Bureaucracy, literally, kills jobs. Therefore, it is vital that over the next few months legislators work to rein in the size of government. But they should not only focus on spending; they should rein in bureaucracy as well. A good place to start would be by pruning back some of the more egregious regulatory agencies like the Environmental Protection Agency.

Moreover, reining in excessive regulation can kill two birds with one stone, as it would provide real benefits in terms of government revenue, as increased economic activity leads to greater tax receipts.

For example, allowing more companies to mine vitally needed rare minerals on federal lands will increase not only corporate tax revenues, but also bring in revenues from lease payments and the like.
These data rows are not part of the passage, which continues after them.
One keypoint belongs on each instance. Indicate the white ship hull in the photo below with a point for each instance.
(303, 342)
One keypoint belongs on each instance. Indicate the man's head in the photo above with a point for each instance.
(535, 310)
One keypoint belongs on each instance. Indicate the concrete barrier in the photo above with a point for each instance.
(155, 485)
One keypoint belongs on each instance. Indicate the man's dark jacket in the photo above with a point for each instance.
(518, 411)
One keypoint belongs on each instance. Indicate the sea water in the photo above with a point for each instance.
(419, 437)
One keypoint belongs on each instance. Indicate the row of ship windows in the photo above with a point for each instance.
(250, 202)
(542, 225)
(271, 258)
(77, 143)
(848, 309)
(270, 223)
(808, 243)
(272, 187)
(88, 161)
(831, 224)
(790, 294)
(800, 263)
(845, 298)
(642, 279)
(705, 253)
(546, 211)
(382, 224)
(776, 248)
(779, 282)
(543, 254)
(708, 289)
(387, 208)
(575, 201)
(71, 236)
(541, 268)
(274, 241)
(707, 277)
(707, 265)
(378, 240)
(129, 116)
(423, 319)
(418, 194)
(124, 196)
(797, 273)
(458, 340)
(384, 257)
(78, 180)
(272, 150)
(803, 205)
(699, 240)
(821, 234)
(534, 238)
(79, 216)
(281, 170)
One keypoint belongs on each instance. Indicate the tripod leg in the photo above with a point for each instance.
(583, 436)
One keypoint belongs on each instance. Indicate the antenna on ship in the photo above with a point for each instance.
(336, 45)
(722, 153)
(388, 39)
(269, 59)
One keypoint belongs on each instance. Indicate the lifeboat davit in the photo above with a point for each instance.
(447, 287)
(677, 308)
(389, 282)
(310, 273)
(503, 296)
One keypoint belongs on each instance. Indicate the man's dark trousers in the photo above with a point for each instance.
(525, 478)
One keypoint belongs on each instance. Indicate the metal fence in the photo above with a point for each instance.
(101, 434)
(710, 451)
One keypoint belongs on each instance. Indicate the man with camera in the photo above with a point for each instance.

In turn, the miners employed at these facilities will have higher incomes, and will spend more, stimulating local economies. Many people employed as a result will come off the unemployment lines, reducing government costs further.

That all sounds very good, but restraining the growth of government is easier said than done. So how do we get there? For some sound, practical ideas, we need only look across the Atlantic. The United Kingdom’s coalition government has adopted a plan for growth that includes the creation of dozens of “enterprise zones.” These zones have a reduced regulatory burden on businesses and three-year exemptions on all new regulations for “micro-businesses” — firms employing five or fewer people — and startups.

America successfully employed Enterprise Zones during the Reagan era and could do so again. One idea, for instance, might be to establish enterprise zones for mineral explorations on federal lands (with the appropriate environmental safeguards), putting those lands to work for their owners — the American people.

Such a growth agenda will be opposed by corporate welfare addicts who have turned to government rather than the consumer as their source of profits. They will lobby heavily to keep their subsidy programs and regulations that protect them from start-up competition. They will be joined in this effort by labor unions, for whom higher unemployment among non-members is fine as long as they can keep their privileges (and dues).

More than ever before, the current debate over the size of government pits powerful special interests against the people. Those special interests are invested in the status quo, and like the regulatory state and the income streams it generates just the way they are. Change won’t be easy. But if we reduce bureaucracy and move the rocks off the grass, the resulting growth will make future generations wonder why we ever walked down the road to regulatory serfdom as far as we did in the first place.